In-store financing may work differently. The store may only perform a soft pull of your credit, which wouldn’t ding your credit report.

Once the account is open, it may not be reported to the credit bureaus, which means your score wouldn’t be affected. Where you can run into credit score trouble with deferred-interest financing is misjudging your ability to pay the balance in full.

Having a balance when the deferred-interest plan ends can work against you if you can’t keep up with the payments, says Ethan Taub, CEO and founder of personal finance site Goalry. “Late payments can hurt your credit rating tremendously,” he says.

Deferred Interest Pros and Cons

There are some obvious pros — and some equally obvious cons — associated with deferred-interest deals.

On the plus side, Taub says the chief benefit is having time to pay off the balance while avoiding interest charges. Assuming you’re able to pay in full before the promotional period ends, deferred interest can offer some flexibility in managing larger purchases. It may save you money compared with charging the purchase to a high-interest credit card or using a personal loan that must be paid back with interest.

The downside is what happens when the balance isn’t cleared and you have to pay interest charges retroactively. If a deferred-interest plan has a high APR, this could make the purchase much more expensive than you anticipated. People may go into a deferred-interest plan with the best intentions to pay, only to be caught by surprise when they can’t complete the payoff on time.

[Read: Best No-Annual-Fee Credit Cards.]

How to Avoid Paying Deferred Interest

The purpose of using deferred-interest promotional financing is to avoid paying interest. But some strategy may be required on your part to ensure that you don’t do anything to trigger the interest charges.

D’Avolio offers these tips to help keep deferred interest charges at bay:

Know your due dates. It should go without saying, but pay close attention to the deadline for paying off the balance on your statement. Knowing this due date may help you avoid paying any deferred interest, and it may not coincide with the monthly payment due date.

Use caution when making multiple deferred-interest purchases. Be careful when you make one purchase on the promotion and another purchase either on or off the promotion, as each balance or loan type is tracked separately. This rule applies if you’re using the same store card or line of credit to make deferred-interest purchases over time.

Review how payments are processed. If you make payments above the minimum, keep track of how these payments are applied. There are rules that govern which balances the credit card company will apply the payments to if you’re carrying multiple purchase balances.

Calculate your payoff schedule. Perhaps the most important tip may be knowing what you need to pay to meet the deadline for avoiding interest charges. You can do this by dividing the total balance at purchase by the number of months you have before the deferred-interest period ends. Compare that amount to your budget to make sure it’s realistic.

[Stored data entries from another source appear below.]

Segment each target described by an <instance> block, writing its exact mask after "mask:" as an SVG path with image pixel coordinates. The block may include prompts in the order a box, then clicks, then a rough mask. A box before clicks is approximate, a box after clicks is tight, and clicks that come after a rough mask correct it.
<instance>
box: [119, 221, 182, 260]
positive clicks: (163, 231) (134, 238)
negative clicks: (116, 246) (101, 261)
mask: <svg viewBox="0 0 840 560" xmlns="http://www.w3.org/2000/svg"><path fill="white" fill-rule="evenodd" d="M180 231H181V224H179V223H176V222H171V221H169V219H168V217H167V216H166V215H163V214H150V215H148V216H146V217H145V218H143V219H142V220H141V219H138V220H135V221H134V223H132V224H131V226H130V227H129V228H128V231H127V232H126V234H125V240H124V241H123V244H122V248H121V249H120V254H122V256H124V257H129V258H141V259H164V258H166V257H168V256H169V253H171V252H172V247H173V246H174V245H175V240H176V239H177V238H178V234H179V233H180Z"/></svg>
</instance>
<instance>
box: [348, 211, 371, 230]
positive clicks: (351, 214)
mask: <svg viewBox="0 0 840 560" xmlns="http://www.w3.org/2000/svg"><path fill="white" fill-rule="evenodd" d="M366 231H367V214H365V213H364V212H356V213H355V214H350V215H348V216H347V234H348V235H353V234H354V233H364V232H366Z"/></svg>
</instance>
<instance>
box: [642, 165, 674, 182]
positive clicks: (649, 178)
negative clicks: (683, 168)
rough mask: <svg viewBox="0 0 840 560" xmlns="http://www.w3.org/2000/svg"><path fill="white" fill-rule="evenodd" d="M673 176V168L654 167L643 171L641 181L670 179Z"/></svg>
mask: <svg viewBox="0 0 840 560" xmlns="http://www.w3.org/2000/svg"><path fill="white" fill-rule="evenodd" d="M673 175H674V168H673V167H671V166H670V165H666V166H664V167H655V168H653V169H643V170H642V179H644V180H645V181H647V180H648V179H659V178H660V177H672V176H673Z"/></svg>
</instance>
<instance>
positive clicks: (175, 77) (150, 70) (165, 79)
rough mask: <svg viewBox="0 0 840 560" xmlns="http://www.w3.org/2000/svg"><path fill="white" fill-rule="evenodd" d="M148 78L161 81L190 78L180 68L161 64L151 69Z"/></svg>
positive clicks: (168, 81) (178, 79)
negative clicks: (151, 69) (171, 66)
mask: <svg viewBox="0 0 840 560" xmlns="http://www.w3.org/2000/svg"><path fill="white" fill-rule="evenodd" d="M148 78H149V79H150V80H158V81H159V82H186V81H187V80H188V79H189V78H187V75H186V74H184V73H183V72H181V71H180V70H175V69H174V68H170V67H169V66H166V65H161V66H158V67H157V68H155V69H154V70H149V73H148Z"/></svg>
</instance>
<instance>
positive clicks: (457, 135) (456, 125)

Last but not least, take your time when comparing deferred-interest financing offers.

Read through all the terms of the financing plan, including the fine print that you might be tempted to skip over. Specifically, look for anything that could cause you to lose your deferred-interest status and make the full amount of interest due, such as paying late. Don’t sign off on deferred-interest terms if there’s something you don’t understand.